For those observing from Italy, the position of the radiant relative to the horizon creates conditions for a particularly spectacular phenomenon: the so-called Earth-grazers, meteors that skim the upper layers of the atmosphere almost horizontally. Instead of a short, vertical trail, they produce very long trajectories that seem to travel across the entire sky from side to side, often with changing colors, before fading away. They are rarer than ordinary meteors, but when seen, they are hard to forget.

When to look and where

The peak is on the night of May 5-6, 2026, but the nights between May 4 and 7 are all valid. Time matters: before midnight it is practically useless to go out, the radiant is too low. The best window is between 4:00 and 5:00 am, when the constellation Aquarius will be high enough on the east-southeast horizon. Around 5:30 a.m. the sky begins to clear for the Sunrise, and the show closes.

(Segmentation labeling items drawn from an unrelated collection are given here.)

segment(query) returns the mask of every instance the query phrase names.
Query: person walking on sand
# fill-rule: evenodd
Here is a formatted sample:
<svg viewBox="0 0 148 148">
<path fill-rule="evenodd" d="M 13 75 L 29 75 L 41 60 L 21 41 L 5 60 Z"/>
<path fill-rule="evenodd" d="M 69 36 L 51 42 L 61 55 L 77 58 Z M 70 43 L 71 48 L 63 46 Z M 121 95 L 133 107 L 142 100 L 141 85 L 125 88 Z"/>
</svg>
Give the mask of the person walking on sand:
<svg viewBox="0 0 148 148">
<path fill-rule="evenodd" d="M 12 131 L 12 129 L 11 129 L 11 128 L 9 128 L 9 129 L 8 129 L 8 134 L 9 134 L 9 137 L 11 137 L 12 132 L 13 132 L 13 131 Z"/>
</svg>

The right direction is east/southeast, keeping the gaze about 30-40 degrees above the horizon. Telescopes or binoculars are not needed; on the contrary, they would unnecessarily narrow the field of view. Meteors are observed with the naked eye, aiming to encompass the widest possible portion of the sky.

The “problem” of this 2026 edition: the moon

The full moon fell on May 1, so on the night of the peak we will have a waning gibbous Moon with an illumination around 84%: very bright, and with a habit of rising just in the second part of the night, not far from the radiant of the swarm. Under these conditions, the fainter meteors are “buried” by the lunar flare, and the sighting rate may drop below 10 meteors per hour compared to the normal average of 10-30.

The solution is to position yourself where a physical obstacle-a building, a hill, a row of trees-physically hides the lunar disk from view. This will recover some contrast in the sky, and even with the Moon partially shielded the brightest meteors and persistent trails remain clearly visible.

How to prepare

Finding a dark place is the priority: away from artificial city lights, with an unobstructed east-southeast horizon. Once at the location, it takes at least 20-30 minutes for the eyes to adjust to the darkness, a real physiological process, not an exaggeration. A smartphone on at that juncture resets everything: the light from the screen is enough to impair night vision in seconds. Dressing warm is more important than it sounds: the hours between 3 and 5 a.m. in early May can be chilly, and prolonged immobility doesn’t help. A towel to lie on to look up is more comfortable than any other position.

Halley’s Comet we won’t see it until 2061. But tonight, clouds permitting, we may encounter something of its own.